You pick the color. $2100. Won in a tournament and I already have one.

If you are interested plese email me at [email protected]

Here is a pic I got kayaking in the Everglades a few weeks ago so you didnt waste your time looking...


----------



## bbarton13 (May 4, 2009)

thats a steal, congrats on the win


----------



## joebuck (Oct 1, 2007)

That is an AWESOME picture.


----------



## fishn4fun (May 11, 2008)

Amazing pic!! good deal on the boat.


----------



## Tugboat (Mar 24, 2011)

Outstanding pic!!


----------



## Billcollector (Oct 16, 2009)

Is it the one you won in the IFA tournament this past weekend in Orange Beach?


----------



## [email protected] (Mar 20, 2008)

Billcollector said:


> Is it the one you won in the IFA tournament this past weekend in Orange Beach?


 
Yes sir.


----------



## pompanopete (Aug 5, 2009)

Really awesome picture....and congrats..


----------



## Lucky Pink Bucket (Jun 24, 2010)

Chris,
Congrats. You coming back up to Destin this spring to catch some Cobia?

Will knight


----------



## [email protected] (Mar 20, 2008)

Lucky Pink Bucket said:


> Chris,
> Congrats. You coming back up to Destin this spring to catch some Cobia?
> 
> Will knight


Hey Will. Ill be up there for most likely 9 days trying to get a big one on fly!


----------



## [email protected] (Mar 20, 2008)

I will throw in $30 for any referral that results in the kayak getting sold before 10/25/11.

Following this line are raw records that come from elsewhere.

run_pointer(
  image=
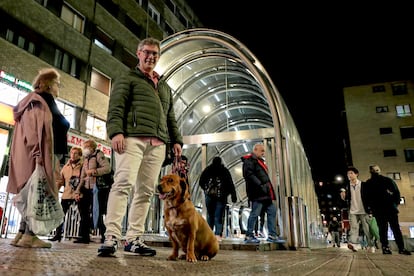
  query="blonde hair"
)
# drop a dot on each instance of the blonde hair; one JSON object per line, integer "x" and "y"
{"x": 45, "y": 79}
{"x": 78, "y": 149}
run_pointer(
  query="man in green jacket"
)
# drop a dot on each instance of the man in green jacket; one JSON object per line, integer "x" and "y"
{"x": 140, "y": 122}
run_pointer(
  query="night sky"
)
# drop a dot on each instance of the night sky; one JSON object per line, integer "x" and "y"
{"x": 311, "y": 51}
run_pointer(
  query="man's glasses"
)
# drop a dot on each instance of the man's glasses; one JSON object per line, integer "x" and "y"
{"x": 59, "y": 84}
{"x": 149, "y": 53}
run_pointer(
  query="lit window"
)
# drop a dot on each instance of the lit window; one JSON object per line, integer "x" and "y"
{"x": 403, "y": 110}
{"x": 96, "y": 127}
{"x": 395, "y": 176}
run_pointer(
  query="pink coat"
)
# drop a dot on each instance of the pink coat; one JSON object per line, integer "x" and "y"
{"x": 32, "y": 140}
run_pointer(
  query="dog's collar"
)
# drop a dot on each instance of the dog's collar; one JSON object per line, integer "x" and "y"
{"x": 176, "y": 206}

Another photo for your time...


----------



## Brandonshobie (Aug 10, 2009)

[email protected] said:


> I will throw in $30 for any referral that results in the kayak getting sold before 10/25/11.

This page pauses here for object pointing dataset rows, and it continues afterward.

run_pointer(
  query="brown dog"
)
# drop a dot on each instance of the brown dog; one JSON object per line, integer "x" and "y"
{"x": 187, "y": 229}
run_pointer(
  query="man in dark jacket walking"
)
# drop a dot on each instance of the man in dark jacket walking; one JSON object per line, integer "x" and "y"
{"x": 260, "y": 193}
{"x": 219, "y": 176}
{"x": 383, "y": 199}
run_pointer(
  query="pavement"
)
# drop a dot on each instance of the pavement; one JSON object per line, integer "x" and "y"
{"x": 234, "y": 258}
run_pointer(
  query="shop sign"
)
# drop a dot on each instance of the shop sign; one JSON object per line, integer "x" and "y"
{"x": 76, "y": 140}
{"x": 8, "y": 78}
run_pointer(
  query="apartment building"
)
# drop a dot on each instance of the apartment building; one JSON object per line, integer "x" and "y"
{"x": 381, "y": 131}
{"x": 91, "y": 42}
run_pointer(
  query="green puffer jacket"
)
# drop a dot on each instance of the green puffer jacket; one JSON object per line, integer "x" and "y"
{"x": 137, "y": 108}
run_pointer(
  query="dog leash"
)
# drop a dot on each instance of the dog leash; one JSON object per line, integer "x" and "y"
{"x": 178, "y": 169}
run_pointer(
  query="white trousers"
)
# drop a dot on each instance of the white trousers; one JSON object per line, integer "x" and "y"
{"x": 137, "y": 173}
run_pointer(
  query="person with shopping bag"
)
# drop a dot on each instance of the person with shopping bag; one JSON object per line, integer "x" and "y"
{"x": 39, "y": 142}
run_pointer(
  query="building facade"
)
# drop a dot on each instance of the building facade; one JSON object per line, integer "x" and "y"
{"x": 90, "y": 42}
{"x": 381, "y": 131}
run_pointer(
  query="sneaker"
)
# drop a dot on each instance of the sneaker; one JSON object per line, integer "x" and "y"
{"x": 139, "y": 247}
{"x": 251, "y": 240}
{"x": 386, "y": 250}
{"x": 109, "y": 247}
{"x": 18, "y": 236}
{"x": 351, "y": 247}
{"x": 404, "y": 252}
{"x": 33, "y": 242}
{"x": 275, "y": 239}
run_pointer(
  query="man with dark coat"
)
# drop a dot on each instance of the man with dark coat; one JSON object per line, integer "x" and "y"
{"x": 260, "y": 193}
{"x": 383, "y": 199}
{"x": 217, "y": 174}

Will you give me $60? J/K man


----------



## oxbeast1210 (Jun 21, 2010)

Is there a warranty still or is that gone since it was won? my wife really liked Bbartons I just don't know how we would transport it


----------



## [email protected] (Mar 20, 2008)

oxbeast1210 said:


> Is there a warranty still or is that gone since it was won? my wife really liked Bbartons I just don't know how we would transport it


It has not been ordered yet. I have a certificate for one. Still waiting for the buyer to choose which color they want. There will be a warranty.


----------



## Night Wing (May 16, 2011)

Best action photo of a tarpon I've ever seen. Thanks for posting it.


----------



## Pi Lvr83 (Oct 6, 2011)

Congrats on the win. Sent you an email.


----------



## need2fish (Oct 2, 2007)

Awesome pic Tex - you continue to amaze. 
Good luck on the sale


----------



## Pi Lvr83 (Oct 6, 2011)

I am very interested. I will send you an offer in a seperate email.


----------



## [email protected] (Mar 20, 2008)

I have received emails and pms with several people interested in buying the kayak. There is no need to make offers or anything like that. The first person to put $2100 in my paypal account will be getting the kayak. I am in Miami but the kayak is fairly certain to be delivered to Sunjammers Watersports in PCB. It will have a warranty and all the standard equipment such as pedals seat paddle and that type stuff. 

Thanks again,

Paypal account is [email protected]


----------



## [email protected] (Mar 20, 2008)

Sold.

Pending payment


----------



## BlueH20Fisher (Mar 20, 2008)

That was quick! You can sell mine from now on!


----------



## oxbeast1210 (Jun 21, 2010)

Did you get paid?


----------



## Caddy Yakker (May 21, 2011)

oxbeast1210 said:


> Did you get paid?


Yeah I got it, well I'm waiting for it to be delivered:thumbup:


----------



## oxbeast1210 (Jun 21, 2010)

Awasome good deal let me know how you like it I think that's what my next one will be
thanks


----------